# Iterative solvers as iterators

In advanced use cases you might want to access the internal data structures of the solver, inject code to be run after each iteration, have total control over allocations or reduce overhead in initialization. The iterator approach of IterativeSolvers.jl makes this possible.

At this point BiCGStab(l), CG, Chebyshev, GMRES, MINRES, QMR and the stationary methods are implemented as iterators. However, the package does not yet export the iterators and helper methods themselves.
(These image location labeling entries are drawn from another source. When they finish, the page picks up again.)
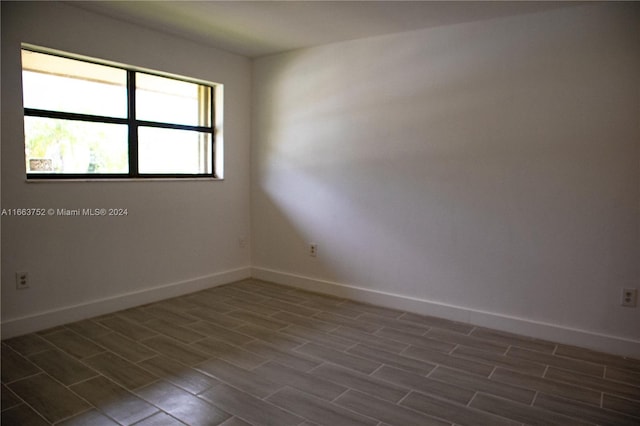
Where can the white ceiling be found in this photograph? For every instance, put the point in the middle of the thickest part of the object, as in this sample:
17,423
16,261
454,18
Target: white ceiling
258,28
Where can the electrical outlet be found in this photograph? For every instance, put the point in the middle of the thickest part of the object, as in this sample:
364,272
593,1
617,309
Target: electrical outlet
22,280
629,297
242,242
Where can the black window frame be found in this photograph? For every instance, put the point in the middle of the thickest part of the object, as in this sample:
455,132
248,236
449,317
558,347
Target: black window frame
132,123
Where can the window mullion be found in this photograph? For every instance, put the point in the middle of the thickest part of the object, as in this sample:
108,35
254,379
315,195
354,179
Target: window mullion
133,124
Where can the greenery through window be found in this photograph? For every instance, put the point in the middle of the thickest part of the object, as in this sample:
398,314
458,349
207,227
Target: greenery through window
85,119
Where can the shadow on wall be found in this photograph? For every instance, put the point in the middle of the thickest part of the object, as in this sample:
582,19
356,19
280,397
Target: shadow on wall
465,165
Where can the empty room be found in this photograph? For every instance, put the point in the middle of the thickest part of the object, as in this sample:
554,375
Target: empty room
377,213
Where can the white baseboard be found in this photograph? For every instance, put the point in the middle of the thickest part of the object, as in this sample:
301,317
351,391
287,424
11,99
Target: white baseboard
527,327
43,320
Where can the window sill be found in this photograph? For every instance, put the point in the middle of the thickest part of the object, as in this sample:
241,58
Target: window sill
155,179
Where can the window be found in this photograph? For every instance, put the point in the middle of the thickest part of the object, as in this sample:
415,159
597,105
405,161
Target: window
86,119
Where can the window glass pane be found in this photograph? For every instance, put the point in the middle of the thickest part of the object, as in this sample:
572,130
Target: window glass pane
68,146
167,100
173,151
60,84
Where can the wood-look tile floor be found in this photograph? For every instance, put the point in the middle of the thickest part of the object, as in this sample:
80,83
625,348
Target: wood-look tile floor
255,353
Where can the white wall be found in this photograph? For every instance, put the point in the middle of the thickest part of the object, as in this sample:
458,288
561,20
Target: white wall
486,171
178,236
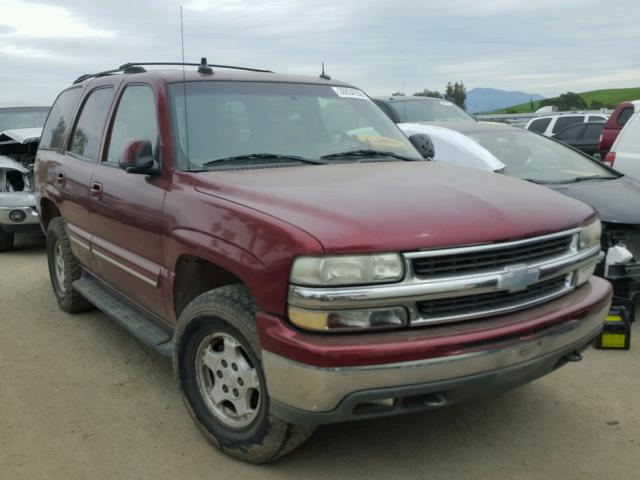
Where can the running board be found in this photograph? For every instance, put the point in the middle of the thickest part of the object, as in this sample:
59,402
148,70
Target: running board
128,316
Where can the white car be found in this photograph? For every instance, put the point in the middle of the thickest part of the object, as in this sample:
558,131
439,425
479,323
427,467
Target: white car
624,155
549,125
17,201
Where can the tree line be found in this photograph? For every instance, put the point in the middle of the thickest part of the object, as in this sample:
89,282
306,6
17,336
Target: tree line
455,92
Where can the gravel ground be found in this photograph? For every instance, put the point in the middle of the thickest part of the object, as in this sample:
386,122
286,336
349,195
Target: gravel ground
80,398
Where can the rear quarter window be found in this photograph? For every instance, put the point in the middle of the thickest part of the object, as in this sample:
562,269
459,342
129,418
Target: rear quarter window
540,125
57,124
630,136
87,134
624,116
564,122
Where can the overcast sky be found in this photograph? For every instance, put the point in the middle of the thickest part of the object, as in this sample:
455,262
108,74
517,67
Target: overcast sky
537,46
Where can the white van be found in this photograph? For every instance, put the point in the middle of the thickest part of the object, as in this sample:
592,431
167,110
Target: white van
549,125
624,156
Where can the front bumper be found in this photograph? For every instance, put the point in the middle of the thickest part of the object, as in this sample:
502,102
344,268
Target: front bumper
472,360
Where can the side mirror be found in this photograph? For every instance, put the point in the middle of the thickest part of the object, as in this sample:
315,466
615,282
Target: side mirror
137,157
424,145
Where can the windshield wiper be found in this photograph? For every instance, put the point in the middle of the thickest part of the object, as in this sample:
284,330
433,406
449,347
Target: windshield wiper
368,153
571,180
583,179
263,156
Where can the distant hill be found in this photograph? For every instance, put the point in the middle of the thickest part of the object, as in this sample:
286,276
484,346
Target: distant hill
610,98
488,99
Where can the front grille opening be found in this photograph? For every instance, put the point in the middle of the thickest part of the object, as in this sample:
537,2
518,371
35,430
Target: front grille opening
472,262
471,304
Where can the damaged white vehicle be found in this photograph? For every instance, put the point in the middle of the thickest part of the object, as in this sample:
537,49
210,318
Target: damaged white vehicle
17,201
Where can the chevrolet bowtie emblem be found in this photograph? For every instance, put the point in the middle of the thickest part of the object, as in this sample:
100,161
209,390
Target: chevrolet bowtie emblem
518,278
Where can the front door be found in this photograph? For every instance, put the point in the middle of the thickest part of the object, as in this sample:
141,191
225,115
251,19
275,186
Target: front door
126,209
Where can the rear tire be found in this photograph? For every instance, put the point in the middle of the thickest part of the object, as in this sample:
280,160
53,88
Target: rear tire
6,241
220,326
64,269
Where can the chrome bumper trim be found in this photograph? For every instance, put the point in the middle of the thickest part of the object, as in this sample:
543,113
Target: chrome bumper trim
315,389
412,290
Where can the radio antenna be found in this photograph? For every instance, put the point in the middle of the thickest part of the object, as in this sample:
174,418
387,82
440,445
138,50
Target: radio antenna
184,90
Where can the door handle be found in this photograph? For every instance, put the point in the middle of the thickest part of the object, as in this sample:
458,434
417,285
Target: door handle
96,190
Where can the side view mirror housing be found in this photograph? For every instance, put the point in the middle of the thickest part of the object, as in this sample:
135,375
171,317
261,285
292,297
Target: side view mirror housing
137,157
424,145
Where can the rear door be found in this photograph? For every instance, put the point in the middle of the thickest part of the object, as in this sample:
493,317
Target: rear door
126,209
70,168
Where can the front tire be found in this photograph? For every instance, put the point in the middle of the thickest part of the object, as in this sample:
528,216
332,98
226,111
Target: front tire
6,241
217,363
64,268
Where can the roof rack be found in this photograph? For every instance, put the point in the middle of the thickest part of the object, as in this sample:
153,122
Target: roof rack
138,67
123,69
201,64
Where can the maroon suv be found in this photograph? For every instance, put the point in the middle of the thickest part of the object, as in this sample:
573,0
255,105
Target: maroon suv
299,259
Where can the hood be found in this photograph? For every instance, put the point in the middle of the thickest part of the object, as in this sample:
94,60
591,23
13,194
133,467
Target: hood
616,201
397,206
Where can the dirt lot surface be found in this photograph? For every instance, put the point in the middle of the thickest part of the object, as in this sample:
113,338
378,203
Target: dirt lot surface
80,398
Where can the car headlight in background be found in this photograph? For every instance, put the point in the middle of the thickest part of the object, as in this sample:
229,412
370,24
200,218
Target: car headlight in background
347,269
590,235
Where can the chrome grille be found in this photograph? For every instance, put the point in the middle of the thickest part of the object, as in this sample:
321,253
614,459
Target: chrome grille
488,259
478,305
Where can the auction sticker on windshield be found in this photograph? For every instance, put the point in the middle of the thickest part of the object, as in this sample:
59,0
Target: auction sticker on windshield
347,92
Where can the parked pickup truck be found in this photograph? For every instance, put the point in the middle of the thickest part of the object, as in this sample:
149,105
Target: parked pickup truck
296,255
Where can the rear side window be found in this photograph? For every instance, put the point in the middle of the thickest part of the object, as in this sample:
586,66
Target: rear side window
540,125
594,130
136,119
564,122
385,108
624,116
572,132
57,123
85,140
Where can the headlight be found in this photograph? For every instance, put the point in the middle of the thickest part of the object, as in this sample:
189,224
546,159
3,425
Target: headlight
590,235
347,269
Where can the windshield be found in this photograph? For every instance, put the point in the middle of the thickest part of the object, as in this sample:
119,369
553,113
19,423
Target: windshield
533,157
429,111
247,119
27,117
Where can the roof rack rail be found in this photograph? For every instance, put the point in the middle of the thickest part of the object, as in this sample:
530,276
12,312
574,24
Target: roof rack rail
204,63
124,69
138,67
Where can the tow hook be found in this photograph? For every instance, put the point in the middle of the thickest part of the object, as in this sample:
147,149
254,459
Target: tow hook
573,357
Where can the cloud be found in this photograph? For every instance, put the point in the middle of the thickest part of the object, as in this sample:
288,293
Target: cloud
542,46
41,21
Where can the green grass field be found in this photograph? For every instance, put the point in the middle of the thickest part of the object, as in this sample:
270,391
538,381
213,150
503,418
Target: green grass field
610,97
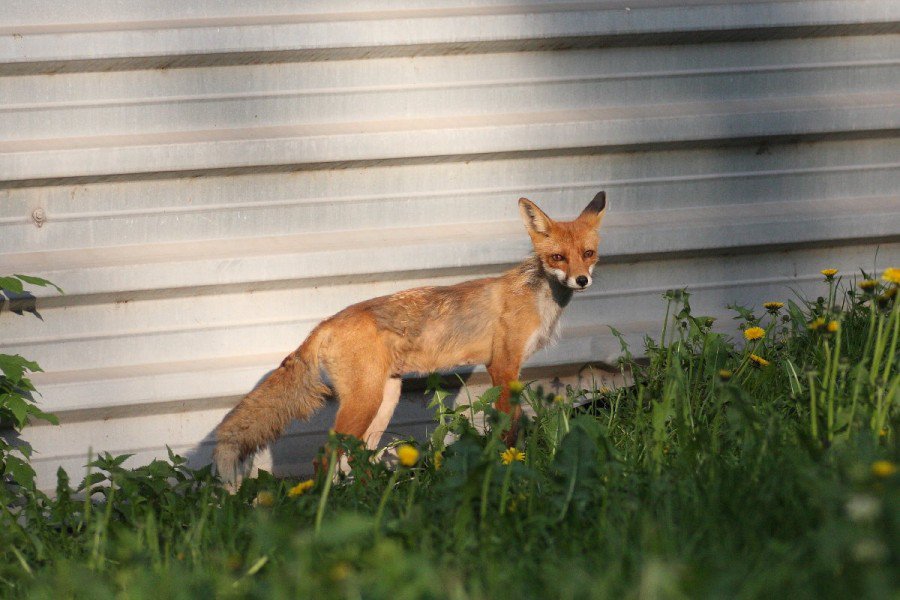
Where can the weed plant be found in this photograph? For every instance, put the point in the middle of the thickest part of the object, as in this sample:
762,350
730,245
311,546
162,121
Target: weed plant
752,468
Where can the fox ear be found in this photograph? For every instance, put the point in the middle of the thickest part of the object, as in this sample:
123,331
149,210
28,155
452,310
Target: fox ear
535,220
594,211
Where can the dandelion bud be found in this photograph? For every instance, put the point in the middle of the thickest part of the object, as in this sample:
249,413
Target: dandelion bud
883,468
407,455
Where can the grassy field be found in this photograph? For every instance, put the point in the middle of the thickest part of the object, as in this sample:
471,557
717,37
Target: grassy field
757,467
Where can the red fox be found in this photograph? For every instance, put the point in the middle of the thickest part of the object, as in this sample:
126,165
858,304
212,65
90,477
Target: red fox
367,347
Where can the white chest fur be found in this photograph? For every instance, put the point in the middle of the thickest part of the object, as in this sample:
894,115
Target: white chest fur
549,311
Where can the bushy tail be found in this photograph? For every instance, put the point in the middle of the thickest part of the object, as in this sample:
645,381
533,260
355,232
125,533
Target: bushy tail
293,391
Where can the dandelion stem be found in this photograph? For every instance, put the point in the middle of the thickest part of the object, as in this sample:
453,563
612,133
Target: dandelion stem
329,477
387,493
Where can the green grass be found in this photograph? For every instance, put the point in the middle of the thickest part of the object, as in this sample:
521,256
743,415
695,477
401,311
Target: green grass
706,476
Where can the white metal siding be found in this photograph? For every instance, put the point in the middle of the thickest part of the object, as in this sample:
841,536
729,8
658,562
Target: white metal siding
219,176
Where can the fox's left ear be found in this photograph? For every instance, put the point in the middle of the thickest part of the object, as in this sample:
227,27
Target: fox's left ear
594,211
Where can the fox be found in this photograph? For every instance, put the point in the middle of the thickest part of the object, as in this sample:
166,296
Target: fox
365,349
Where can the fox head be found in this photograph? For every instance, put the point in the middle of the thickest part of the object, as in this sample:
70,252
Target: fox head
567,249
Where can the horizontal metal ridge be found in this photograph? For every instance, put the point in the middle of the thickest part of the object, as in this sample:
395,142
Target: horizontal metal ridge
443,137
31,49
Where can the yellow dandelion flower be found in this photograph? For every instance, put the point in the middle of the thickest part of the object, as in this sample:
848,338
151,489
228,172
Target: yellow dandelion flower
264,498
816,323
883,468
759,361
408,455
892,274
301,488
867,285
773,307
512,454
516,386
754,333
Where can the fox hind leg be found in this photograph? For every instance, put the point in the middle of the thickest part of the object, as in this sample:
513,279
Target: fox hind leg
377,427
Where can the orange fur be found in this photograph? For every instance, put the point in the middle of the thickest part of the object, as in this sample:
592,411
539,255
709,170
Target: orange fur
497,321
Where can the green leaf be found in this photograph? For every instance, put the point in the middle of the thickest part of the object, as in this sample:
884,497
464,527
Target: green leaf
39,281
17,406
11,284
575,471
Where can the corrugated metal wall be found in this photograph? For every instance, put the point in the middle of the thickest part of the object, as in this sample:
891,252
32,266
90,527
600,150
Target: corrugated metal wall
216,177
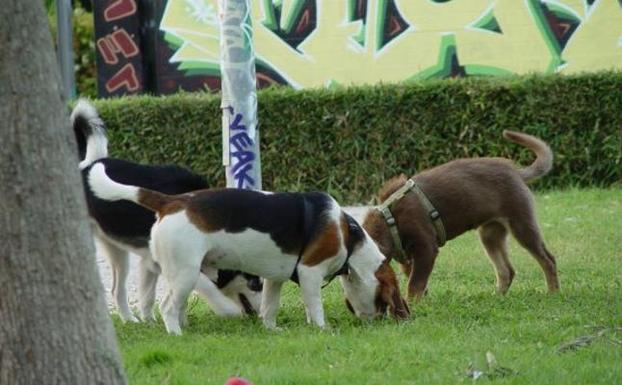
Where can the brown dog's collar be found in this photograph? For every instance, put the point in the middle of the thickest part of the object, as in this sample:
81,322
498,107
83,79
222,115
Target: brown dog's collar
433,214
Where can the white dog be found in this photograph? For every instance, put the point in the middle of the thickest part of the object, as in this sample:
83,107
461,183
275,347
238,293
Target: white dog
123,227
280,236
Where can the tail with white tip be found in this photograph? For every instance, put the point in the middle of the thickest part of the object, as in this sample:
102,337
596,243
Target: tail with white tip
90,133
105,188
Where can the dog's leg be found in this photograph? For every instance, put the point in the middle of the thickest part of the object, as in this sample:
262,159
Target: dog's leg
526,232
311,286
147,288
220,303
422,265
270,297
119,261
493,236
180,285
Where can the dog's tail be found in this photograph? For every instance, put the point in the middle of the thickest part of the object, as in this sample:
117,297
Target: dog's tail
105,188
90,133
544,156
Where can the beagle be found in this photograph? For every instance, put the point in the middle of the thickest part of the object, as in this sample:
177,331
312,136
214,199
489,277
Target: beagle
277,236
123,227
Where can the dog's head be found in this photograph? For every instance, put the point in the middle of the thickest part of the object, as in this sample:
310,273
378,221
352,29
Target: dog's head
371,286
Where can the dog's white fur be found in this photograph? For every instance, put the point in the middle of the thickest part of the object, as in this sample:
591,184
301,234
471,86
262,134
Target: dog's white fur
179,247
223,302
97,145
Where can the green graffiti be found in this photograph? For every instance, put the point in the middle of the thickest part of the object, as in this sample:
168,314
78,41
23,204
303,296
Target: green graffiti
312,43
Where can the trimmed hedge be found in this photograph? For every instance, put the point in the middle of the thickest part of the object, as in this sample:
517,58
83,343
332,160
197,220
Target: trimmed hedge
347,141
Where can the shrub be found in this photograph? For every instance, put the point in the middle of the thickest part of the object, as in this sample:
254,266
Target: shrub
349,140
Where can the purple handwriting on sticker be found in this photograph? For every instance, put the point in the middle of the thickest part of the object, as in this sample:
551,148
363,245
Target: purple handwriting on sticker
241,142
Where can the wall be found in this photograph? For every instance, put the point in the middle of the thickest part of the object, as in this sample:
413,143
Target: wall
307,43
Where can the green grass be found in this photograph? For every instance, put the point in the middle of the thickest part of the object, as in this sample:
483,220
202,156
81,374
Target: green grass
455,325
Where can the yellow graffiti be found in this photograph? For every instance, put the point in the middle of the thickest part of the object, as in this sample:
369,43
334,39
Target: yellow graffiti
597,43
520,42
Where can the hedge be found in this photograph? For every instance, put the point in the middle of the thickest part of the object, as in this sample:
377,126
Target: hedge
347,141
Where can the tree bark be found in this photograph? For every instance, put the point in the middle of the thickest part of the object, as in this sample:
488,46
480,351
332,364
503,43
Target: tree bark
54,324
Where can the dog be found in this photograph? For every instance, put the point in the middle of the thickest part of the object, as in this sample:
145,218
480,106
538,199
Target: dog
123,227
441,203
305,237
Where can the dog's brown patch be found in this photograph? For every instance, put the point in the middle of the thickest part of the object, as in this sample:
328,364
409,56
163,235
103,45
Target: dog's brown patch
388,293
468,193
202,221
325,246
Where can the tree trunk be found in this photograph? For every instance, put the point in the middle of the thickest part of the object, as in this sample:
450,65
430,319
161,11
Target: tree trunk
54,324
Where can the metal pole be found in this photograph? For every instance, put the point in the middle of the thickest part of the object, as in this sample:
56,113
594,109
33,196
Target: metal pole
241,156
65,47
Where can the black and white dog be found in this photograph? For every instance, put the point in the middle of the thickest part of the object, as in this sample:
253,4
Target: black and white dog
121,227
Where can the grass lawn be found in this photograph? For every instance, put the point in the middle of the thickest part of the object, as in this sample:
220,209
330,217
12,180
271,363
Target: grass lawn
454,327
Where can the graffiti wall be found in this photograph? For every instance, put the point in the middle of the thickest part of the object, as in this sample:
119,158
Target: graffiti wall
308,43
119,58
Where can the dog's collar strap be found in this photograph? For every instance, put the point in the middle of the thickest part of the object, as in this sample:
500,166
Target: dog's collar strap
397,241
433,214
353,227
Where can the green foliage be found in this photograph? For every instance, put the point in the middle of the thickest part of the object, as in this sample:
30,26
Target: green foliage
451,330
347,141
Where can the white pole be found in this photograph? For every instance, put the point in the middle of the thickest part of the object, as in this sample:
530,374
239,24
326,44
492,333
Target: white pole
65,47
239,96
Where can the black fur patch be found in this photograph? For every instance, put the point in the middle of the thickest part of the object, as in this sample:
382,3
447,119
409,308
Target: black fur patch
282,215
126,220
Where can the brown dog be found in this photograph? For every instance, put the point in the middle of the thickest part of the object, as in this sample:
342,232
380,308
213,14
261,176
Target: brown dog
489,194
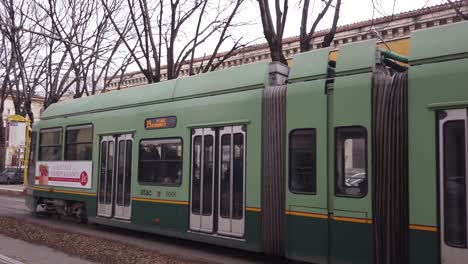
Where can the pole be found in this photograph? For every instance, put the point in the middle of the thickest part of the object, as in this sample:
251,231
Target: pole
26,152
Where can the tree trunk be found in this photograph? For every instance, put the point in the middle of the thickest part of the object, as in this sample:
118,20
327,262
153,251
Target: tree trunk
328,39
2,145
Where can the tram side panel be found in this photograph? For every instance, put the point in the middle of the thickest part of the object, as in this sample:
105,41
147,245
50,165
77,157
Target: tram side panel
164,207
350,170
438,95
307,207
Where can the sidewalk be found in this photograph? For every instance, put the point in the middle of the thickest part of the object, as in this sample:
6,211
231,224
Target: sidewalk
14,251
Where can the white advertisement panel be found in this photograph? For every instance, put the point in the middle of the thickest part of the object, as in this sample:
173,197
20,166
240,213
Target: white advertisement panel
75,174
17,134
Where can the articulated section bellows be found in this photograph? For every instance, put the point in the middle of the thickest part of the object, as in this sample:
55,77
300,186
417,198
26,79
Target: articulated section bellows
390,165
273,169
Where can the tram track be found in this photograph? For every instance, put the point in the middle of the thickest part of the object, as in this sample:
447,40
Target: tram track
181,249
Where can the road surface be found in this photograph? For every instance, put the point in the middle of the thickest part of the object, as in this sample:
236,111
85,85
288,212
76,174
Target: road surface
14,206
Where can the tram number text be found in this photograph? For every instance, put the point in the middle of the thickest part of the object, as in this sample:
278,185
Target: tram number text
170,194
146,192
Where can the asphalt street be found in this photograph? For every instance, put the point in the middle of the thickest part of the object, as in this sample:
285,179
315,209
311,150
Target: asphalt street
15,207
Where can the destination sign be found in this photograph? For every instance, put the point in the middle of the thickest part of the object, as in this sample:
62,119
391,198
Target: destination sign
161,122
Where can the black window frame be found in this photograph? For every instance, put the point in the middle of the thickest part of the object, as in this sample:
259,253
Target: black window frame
39,156
65,147
445,170
181,161
290,161
338,192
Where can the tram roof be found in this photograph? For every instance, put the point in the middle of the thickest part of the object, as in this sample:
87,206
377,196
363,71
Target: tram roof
245,77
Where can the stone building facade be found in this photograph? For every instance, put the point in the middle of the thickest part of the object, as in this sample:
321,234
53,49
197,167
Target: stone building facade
388,29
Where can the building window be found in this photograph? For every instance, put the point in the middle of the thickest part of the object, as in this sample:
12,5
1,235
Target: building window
302,161
351,161
79,143
161,162
50,146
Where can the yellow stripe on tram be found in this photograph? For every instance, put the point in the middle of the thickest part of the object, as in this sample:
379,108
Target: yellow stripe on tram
253,209
160,201
51,190
311,215
424,228
352,220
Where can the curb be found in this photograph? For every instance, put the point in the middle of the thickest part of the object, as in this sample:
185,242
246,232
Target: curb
5,192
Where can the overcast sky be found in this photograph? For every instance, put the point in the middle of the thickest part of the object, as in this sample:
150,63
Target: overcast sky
352,11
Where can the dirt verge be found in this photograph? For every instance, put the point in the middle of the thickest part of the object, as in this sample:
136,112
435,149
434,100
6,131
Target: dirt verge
87,247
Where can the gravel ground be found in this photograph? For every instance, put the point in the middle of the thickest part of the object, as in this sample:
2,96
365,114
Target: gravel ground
90,248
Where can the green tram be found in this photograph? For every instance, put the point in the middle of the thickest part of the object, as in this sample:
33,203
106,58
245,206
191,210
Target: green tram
362,160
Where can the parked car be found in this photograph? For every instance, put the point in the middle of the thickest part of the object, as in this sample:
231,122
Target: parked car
11,175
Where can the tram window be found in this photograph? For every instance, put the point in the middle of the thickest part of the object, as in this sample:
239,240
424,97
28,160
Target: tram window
454,169
238,177
351,161
50,146
79,143
302,161
161,162
196,172
225,175
32,158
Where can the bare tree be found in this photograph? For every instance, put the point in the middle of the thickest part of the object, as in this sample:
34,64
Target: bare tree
274,33
164,31
305,37
457,5
7,60
328,39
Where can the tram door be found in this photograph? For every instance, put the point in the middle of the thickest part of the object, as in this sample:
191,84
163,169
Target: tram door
453,165
217,202
231,217
114,197
202,175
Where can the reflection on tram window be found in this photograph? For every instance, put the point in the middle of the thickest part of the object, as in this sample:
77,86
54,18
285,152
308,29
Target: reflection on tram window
238,177
351,161
79,143
161,162
196,171
225,176
208,175
232,173
50,144
454,169
302,155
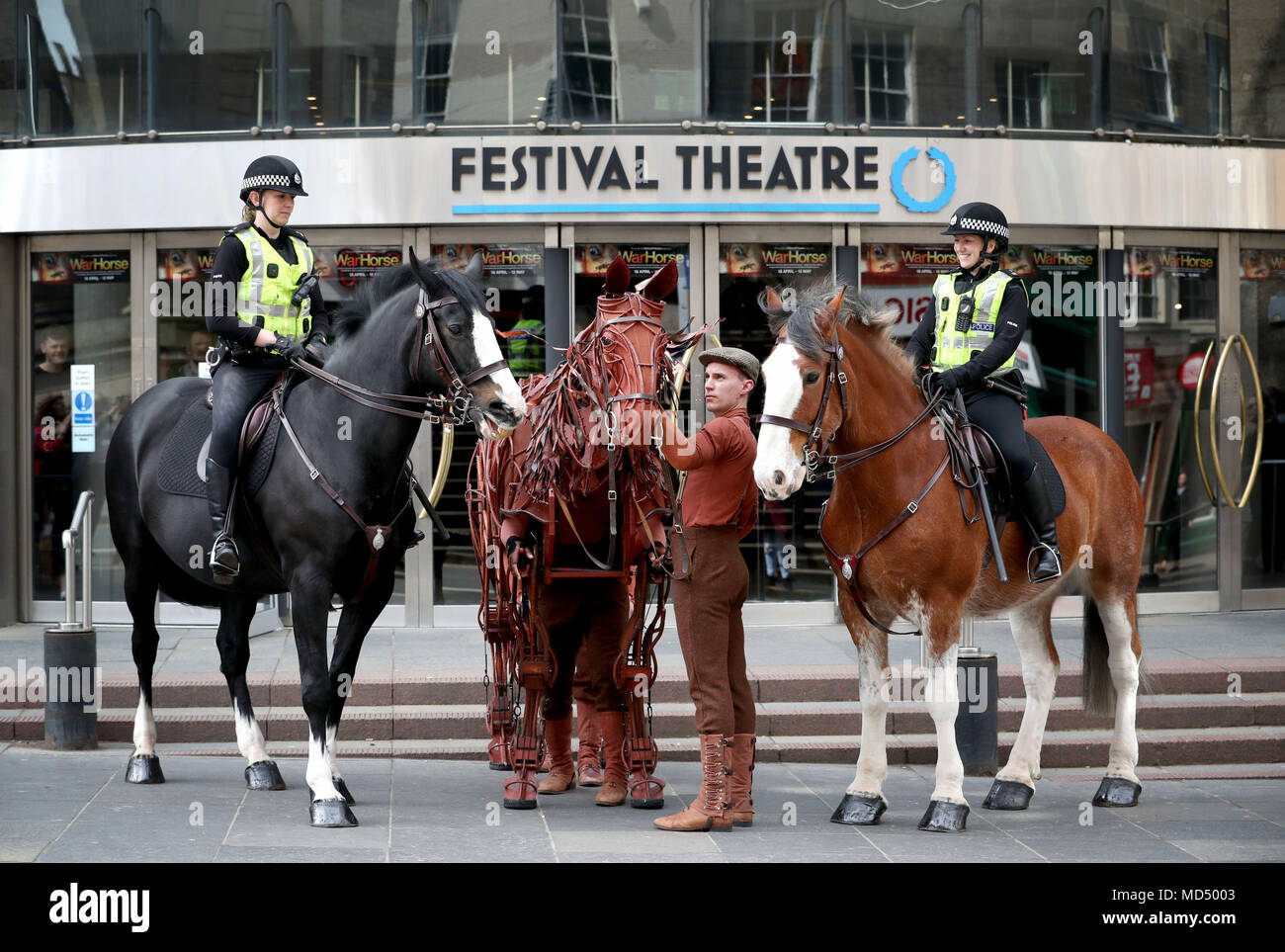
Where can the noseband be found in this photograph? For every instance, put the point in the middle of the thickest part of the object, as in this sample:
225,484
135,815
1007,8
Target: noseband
458,401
## How iterators are implemented

The solvers listed above are basically a thin wrapper around an iterator. Among other things, they initialize the iterable, loop through the iterator and return the result:

```
function my_solver!(x, A, b)
iterable = MySolverIterable(x, A, b)
for item in iterable end
return iterable.x
end
```

Rather than calling `my_solver!(x, A, b)`

, you could also initialize the iterable yourself and perform the `for`

loop.

## Example: avoiding unnecessary initialization

The Jacobi method for `SparseMatrixCSC`

has some overhead in intialization; not only do we need to allocate a temporary vector, we also have to search for indices of the diagonal (and check their values are nonzero). The current implementation initializes the iterable as:

```
jacobi_iterable(x, A::SparseMatrixCSC, b; maxiter::Int = 10) =
JacobiIterable{eltype(x), typeof(x)}(OffDiagonal(A, DiagonalIndices(A)), x, similar(x), b, maxiter)
```

Now if you apply Jacobi iteration multiple times with the same matrix for just a few iterations, it makes sense to initialize the iterable only once and reuse it afterwards:

```
A = sprand(10_000, 10_000, 10 / 10_000) + 20I
b1 = rand(10_000)
b2 = rand(10_000)
x = rand(10_000)
my_iterable = IterativeSolvers.jacobi_iterable(x, A, b1, maxiter = 4)
for item in my_iterable
println("Iteration for rhs 1")
end
@show norm(b1 - A * x) / norm(b1)
# Copy the next right-hand side into the iterable
copyto!(my_iterable.b, b2)
for item in my_iterable
println("Iteration for rhs 2")
end
@show norm(b2 - A * x) / norm(b2)
```

This would output:

```
Iteration for rhs 1
Iteration for rhs 1
Iteration for rhs 1
Iteration for rhs 1
norm(b1 - A * x) / norm(b1) = 0.08388528015119746
Iteration for rhs 2
Iteration for rhs 2
Iteration for rhs 2
Iteration for rhs 2
norm(b2 - A * x) / norm(b2) = 0.0003681972775644809
```

## Other use cases

Other use cases include:

- computing the (harmonic) Ritz values from the Hessenberg matrix in GMRES;
- comparing the approximate residual of methods such as GMRES and BiCGStab(l) with the true residual during the iterations;
- updating a preconditioner in flexible methods.